One of the most beautiful films you will see in 2025, Payal Kapadia’s All We Imagine As Light is showing at the moment at the BFI Southbank, as part of the BFI’s ongoing commitment to screening the best independent New Releases.
Described in the helpful BFI readout as an “urban film poet”, Kapadia’s All We Imagine As Light masterfully captures the textures of Mumbai: its crowded apartments, fluorescent-lit hospital corridors, and the rare moments of solitude its characters carve out for themselves. The cinematography reminds the viewer of Italian Neorealism (which the BFI showcased last year) by utilising naturalistic lighting and handheld camerawork to enhance the film’s sense of intimacy. Mumbai isn’t just a backdrop; it’s an active presence, the stage for which the stories of those in front of the camera are playing out.
Kapadia focuses on telling the story of two nurses, Prabha (Kani Kusruti) and Anu (Divya Prabha), who navigate personal and societal constraints while working in the bustling chaos of a hospital. Prabha is a reserved woman whose marriage is strained, weighed down by tradition and unspoken disappointments. Anu, younger and more free-spirited, is in love with a man her family wouldn’t approve of. Their lives, though different, are connected by a shared sense of displacement and quiet resilience.

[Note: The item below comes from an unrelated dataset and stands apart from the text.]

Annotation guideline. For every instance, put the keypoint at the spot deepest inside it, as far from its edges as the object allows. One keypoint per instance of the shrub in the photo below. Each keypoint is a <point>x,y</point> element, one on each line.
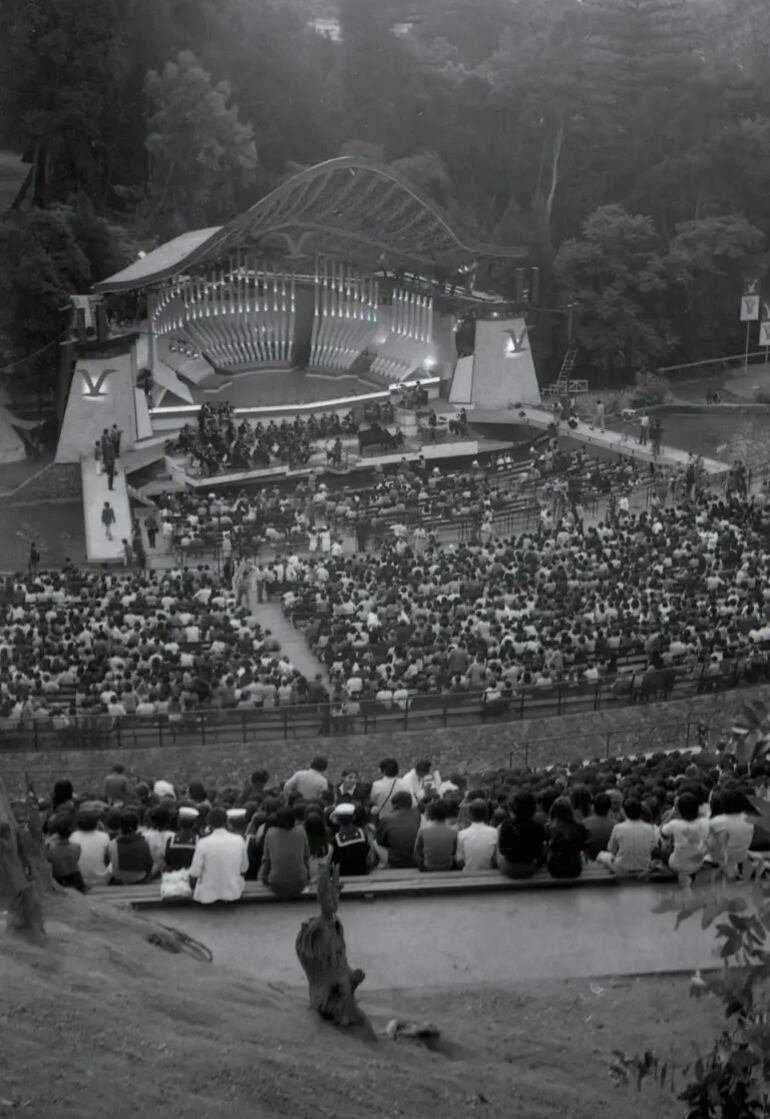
<point>650,389</point>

What makes All We Imagine As Light stand out is its tenderness. It’s a film about women who often go unnoticed, whose struggles aren’t grand or melodramatic but deeply personal and universal. Kapadia has a knack for capturing the rhythm of everyday life, and in doing so, she creates something deeply affecting.
This isn’t a film that rushes to deliver resolutions. Instead, it lingers on the in-between spaces: the longing glances, the silences, the quiet gestures of care. It trusts the audience to sit with its characters, to feel their frustrations and hopes. And in that, it finds a rare kind of magic.
Reviewed as part of the BFI New Releases at BFI Southbank.